Já não lembra onde leu a frase, mas guardou-a
bem. Porque ela lhe traz o gosto que tem por lareiras e, como tantas outras
coisas, não sabe explicar o encantamento de ficar a olhar o lume, a cumplicidade
silenciosa, melancolias incuráveis, como lhe dizia o Mário-Henrique Leiria que
também gostava do Natal.
E este tempo de Natal, que vai olhando os seus últimos dias, traz-lhe sempre a ideia de frio, de lareiras. Sempre que se senta frente a uma lareira, ocorre-lhe o título de um livro, póstumo, do Manuel da Fonseca, À Lareira, Nos Fundos da Casa Onde O Retorta Tem o Café, pela cadência que transmite, a lentidão das conversas em redor do lúmi ou o suave silêncio que, por vezes, é bem melhor que as faladuras.

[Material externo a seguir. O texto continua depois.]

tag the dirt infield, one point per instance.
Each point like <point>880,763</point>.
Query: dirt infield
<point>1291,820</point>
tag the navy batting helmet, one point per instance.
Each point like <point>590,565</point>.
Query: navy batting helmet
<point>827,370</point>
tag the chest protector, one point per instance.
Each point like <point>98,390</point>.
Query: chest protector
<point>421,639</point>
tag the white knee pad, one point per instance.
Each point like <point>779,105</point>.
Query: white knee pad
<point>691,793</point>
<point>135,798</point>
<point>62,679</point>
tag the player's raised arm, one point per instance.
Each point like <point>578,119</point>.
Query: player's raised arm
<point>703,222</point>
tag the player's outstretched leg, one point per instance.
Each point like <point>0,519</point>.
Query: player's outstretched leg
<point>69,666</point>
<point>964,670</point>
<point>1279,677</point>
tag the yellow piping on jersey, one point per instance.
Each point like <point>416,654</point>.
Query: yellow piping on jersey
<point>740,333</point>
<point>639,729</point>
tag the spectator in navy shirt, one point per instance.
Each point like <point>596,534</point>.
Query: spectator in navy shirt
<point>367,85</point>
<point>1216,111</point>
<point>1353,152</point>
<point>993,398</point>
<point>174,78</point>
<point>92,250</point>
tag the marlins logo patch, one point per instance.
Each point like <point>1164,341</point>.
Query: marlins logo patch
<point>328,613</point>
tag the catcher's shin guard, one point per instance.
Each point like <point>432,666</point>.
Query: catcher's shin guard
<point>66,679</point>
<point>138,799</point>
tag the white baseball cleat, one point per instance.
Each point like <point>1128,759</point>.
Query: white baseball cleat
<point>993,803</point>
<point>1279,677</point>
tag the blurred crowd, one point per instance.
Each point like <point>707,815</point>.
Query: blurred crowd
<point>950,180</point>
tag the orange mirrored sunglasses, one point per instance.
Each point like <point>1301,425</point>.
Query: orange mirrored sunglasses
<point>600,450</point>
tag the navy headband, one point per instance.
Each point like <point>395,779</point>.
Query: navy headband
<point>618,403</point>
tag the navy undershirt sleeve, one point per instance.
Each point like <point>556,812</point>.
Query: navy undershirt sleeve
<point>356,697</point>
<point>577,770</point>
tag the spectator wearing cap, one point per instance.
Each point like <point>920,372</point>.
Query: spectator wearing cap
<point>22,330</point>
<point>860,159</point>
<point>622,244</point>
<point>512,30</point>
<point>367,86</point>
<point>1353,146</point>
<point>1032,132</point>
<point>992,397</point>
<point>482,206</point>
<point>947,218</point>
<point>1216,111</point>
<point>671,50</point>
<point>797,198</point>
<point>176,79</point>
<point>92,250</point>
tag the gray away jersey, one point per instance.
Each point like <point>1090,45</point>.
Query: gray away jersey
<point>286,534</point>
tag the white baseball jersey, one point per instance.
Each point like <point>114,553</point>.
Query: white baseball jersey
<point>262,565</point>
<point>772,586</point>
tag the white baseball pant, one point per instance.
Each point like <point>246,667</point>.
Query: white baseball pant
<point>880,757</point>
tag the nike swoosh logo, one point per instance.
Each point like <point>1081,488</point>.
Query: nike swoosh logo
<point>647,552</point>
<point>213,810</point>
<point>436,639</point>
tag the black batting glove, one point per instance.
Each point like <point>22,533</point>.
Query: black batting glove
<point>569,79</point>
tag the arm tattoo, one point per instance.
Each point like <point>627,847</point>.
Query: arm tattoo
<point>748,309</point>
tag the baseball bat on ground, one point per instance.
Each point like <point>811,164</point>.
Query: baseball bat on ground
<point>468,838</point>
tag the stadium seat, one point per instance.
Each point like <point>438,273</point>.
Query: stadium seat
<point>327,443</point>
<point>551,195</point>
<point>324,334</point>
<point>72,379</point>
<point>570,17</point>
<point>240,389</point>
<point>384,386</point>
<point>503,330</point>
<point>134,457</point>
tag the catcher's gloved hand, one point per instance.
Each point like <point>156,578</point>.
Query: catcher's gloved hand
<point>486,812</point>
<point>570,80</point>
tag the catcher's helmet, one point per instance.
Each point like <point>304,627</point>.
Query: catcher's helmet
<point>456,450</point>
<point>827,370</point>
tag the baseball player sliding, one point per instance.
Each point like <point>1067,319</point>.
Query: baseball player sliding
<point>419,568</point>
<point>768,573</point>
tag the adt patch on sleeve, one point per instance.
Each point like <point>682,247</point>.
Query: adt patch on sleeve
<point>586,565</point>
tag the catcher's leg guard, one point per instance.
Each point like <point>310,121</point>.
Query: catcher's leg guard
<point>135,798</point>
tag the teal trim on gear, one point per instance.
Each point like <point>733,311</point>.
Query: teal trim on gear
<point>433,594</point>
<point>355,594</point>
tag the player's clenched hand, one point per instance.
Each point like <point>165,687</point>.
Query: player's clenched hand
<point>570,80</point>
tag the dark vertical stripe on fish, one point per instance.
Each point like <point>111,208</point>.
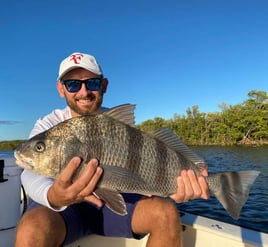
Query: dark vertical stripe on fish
<point>135,145</point>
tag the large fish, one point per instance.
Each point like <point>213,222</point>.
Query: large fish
<point>133,161</point>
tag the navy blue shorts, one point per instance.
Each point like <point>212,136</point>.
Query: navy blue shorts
<point>83,219</point>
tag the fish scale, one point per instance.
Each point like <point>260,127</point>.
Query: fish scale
<point>133,161</point>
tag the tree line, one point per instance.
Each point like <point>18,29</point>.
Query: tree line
<point>245,123</point>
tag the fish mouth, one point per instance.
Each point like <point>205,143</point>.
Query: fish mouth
<point>22,163</point>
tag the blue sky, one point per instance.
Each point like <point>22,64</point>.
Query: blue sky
<point>162,55</point>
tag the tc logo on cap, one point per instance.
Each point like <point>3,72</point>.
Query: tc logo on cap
<point>76,57</point>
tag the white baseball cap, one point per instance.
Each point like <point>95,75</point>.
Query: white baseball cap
<point>79,60</point>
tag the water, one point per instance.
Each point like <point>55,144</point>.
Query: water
<point>254,214</point>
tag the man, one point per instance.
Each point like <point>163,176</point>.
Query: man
<point>62,211</point>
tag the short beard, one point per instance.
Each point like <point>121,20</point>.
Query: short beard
<point>94,109</point>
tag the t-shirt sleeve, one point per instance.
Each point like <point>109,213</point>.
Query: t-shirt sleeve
<point>35,185</point>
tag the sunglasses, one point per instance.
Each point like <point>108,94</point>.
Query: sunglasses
<point>73,86</point>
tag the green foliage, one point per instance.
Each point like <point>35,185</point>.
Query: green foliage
<point>245,123</point>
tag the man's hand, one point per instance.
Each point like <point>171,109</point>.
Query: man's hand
<point>191,187</point>
<point>64,191</point>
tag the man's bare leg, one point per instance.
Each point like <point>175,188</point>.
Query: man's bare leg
<point>160,219</point>
<point>40,227</point>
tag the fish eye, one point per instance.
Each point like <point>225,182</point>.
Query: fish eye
<point>39,147</point>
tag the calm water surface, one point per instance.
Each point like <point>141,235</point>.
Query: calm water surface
<point>255,212</point>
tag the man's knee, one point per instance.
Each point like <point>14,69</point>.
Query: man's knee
<point>41,223</point>
<point>165,211</point>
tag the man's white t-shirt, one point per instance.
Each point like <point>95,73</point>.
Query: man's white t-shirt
<point>35,185</point>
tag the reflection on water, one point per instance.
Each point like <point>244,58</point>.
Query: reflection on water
<point>255,212</point>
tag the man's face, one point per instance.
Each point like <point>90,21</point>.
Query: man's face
<point>84,101</point>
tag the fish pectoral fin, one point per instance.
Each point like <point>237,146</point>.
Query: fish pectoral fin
<point>166,136</point>
<point>113,200</point>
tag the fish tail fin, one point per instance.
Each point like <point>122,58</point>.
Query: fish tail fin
<point>232,189</point>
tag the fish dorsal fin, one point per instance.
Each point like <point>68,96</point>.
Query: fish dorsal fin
<point>123,113</point>
<point>173,141</point>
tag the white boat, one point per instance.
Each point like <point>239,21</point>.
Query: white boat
<point>198,231</point>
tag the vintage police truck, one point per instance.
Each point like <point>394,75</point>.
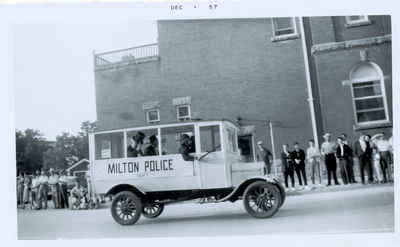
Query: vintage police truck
<point>144,184</point>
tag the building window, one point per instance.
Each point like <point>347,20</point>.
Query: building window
<point>153,115</point>
<point>357,20</point>
<point>284,28</point>
<point>369,95</point>
<point>183,112</point>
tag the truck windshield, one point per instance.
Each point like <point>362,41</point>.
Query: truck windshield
<point>210,138</point>
<point>109,146</point>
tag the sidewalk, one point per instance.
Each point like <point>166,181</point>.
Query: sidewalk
<point>321,188</point>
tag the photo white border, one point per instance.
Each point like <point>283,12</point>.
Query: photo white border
<point>11,14</point>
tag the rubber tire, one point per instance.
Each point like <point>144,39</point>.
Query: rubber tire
<point>152,216</point>
<point>270,212</point>
<point>136,200</point>
<point>283,193</point>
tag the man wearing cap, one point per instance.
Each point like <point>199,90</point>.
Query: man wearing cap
<point>343,154</point>
<point>384,151</point>
<point>265,155</point>
<point>42,192</point>
<point>53,183</point>
<point>185,147</point>
<point>328,150</point>
<point>363,151</point>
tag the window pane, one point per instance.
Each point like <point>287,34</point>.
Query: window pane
<point>171,136</point>
<point>365,104</point>
<point>356,17</point>
<point>367,91</point>
<point>283,26</point>
<point>142,143</point>
<point>371,116</point>
<point>210,138</point>
<point>109,146</point>
<point>183,111</point>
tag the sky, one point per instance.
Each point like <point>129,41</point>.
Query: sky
<point>54,72</point>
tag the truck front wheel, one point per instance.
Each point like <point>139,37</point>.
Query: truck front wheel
<point>152,210</point>
<point>262,199</point>
<point>126,208</point>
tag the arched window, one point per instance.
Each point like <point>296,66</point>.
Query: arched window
<point>369,95</point>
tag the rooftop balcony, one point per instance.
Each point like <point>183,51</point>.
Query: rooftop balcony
<point>122,57</point>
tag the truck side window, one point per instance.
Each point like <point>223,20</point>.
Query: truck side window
<point>210,138</point>
<point>142,143</point>
<point>109,146</point>
<point>171,138</point>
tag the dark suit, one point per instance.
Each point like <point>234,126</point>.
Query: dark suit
<point>365,160</point>
<point>344,162</point>
<point>287,168</point>
<point>300,167</point>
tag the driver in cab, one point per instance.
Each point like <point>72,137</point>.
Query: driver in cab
<point>186,148</point>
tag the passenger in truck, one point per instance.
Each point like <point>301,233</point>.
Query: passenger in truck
<point>184,149</point>
<point>152,148</point>
<point>136,144</point>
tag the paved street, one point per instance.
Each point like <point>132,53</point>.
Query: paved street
<point>357,209</point>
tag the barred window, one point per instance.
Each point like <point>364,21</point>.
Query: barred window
<point>357,20</point>
<point>284,26</point>
<point>369,97</point>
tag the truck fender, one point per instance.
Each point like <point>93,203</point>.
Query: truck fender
<point>239,190</point>
<point>126,187</point>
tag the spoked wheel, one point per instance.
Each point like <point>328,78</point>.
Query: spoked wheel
<point>152,210</point>
<point>126,208</point>
<point>262,199</point>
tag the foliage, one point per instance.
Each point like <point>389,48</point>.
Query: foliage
<point>34,152</point>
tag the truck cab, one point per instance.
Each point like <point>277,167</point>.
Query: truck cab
<point>149,162</point>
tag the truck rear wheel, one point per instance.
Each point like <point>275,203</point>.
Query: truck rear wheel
<point>126,208</point>
<point>262,199</point>
<point>152,210</point>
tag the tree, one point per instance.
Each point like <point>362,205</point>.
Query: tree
<point>30,146</point>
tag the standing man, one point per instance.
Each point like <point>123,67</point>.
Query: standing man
<point>383,146</point>
<point>287,165</point>
<point>63,189</point>
<point>313,155</point>
<point>266,156</point>
<point>328,151</point>
<point>185,148</point>
<point>53,183</point>
<point>42,192</point>
<point>350,160</point>
<point>299,157</point>
<point>343,154</point>
<point>363,151</point>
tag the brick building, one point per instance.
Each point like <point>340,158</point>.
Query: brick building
<point>306,75</point>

Não tem lareira mas gostava de ter. Não tem terra, nasceu em Lisboa, e procura
na terra dos amigos esse cheiro antigo. Tornou-se um peregrino das lareiras dos
amigos, tira-lhes fotografias.
E dá-lhe para ouvir uma velha canção do Zeca Baleiro que ele encaixa nas Outras Canções de Natal.
Faltam escassas horas para que estejamos num novo ano.
Lembranças do Helder Pinho, anos 60 e picos, que vivia na Rua da Manutenção junto ao Tejo que passa por Xabregas, a telefonar-lhe aos gritos: «Eh pá! estou a ouvir a ronca dos barcos no Tejo, bom ano, camarada» e ele a lembrar-se que o Helder citava Baptista-Bastos na Cidade Diária, livro que ele quase sabia de cor, também lembranças de José Saramago numa noite de fim de ano de 1994, «a noite de Lanzarote é cálida, tranquila. Ninguém mais no mundo quer esta paz?»
Sim, a vida, esta vida que, inapelavelmente, pétala a pétala, vai desfolhando o tempo.